As anticipated in section 3.3 - Methodology, the data alignment was carried out only for the values of the “technique” metadata field and for the internal database categories taxonomy (Collection Taxonomy). The technique used by the author to create an artwork is an objective concept. However, it can be expressed in multiple ways, with a subjective interpretation especially when no common taxonomy has been established in the annotation process. This is the reason why it was felt the need to give further details and to increase the consistency of the concepts. This goal was reached by manually aligning the technique values with the corresponding terms in the Art & Architecture Taxonomy by Getty Research Institute. On the practical side, after the process of string conversion into machine readable terms (cf. Data cleaning), each label was assigned a term from the controlled vocabulary, as reported in the following table 3.2.

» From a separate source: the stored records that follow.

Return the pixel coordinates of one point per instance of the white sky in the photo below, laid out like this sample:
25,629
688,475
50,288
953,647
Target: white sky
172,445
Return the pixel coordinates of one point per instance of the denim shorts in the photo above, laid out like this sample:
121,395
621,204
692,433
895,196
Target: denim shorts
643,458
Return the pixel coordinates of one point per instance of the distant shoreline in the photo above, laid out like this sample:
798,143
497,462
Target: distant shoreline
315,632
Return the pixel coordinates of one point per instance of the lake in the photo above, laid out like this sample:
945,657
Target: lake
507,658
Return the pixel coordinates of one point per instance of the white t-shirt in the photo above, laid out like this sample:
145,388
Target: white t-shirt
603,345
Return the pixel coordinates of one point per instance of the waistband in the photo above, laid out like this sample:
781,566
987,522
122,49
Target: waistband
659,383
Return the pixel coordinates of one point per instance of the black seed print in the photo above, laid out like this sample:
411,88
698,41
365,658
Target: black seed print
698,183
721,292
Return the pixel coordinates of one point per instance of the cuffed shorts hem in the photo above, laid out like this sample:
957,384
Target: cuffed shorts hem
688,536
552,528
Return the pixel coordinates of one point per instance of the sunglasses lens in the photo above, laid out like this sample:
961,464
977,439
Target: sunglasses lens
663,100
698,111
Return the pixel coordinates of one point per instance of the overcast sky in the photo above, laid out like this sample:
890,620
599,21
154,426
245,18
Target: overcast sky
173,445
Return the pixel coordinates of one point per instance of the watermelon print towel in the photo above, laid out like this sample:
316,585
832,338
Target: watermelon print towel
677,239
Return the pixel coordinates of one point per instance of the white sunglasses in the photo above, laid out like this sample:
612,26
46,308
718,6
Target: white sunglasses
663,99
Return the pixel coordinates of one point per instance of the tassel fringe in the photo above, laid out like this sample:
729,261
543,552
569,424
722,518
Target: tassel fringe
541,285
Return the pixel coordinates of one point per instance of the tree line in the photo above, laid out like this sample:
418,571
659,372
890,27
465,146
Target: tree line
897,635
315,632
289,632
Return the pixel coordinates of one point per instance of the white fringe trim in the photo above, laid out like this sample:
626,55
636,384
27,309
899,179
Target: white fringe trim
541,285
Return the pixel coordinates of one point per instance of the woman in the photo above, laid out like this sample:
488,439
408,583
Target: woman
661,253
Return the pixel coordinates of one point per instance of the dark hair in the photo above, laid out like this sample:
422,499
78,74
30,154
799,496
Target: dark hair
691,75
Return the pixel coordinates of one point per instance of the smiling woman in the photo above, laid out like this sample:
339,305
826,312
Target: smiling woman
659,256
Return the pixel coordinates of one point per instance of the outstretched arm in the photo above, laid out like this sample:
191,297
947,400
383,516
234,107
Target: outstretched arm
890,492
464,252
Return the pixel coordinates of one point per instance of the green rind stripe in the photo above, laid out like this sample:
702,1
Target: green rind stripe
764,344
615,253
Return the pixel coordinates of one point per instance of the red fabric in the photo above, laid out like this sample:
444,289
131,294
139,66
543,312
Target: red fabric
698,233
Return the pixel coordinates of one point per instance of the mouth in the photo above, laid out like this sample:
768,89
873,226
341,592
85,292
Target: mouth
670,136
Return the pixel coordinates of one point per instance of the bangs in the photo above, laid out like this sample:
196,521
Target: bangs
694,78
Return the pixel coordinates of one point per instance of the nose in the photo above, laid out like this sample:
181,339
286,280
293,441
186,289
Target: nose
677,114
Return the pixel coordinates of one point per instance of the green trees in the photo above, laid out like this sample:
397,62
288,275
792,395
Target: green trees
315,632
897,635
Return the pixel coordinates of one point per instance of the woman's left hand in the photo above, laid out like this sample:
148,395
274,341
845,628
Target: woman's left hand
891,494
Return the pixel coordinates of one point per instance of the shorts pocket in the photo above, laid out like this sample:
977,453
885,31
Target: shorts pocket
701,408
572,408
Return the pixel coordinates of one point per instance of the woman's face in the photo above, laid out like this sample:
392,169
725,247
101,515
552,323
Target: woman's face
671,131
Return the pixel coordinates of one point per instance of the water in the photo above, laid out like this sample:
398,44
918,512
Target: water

The second alignment operation was operated on the first hierarchical order of terms of the taxonomy Collections, created in order to formalise the internal organisation of the database (cf. 4.1.1 - The collection taxonomy).

RDF dataset production

The last data manipulation operation of the workflow is the actual conversion of the data into RDF triples. This process was performed automatically via the python library RDFlib75. For every triple were defined subject, property and object from the ontologies defined in the model or by creating the URIs through the module URIref. For BlankNodes, where required in the model, the correct URIs were generated via the module BNode. The resulting file, in turtle format, is presented in section 4.2 - the RDF dataset.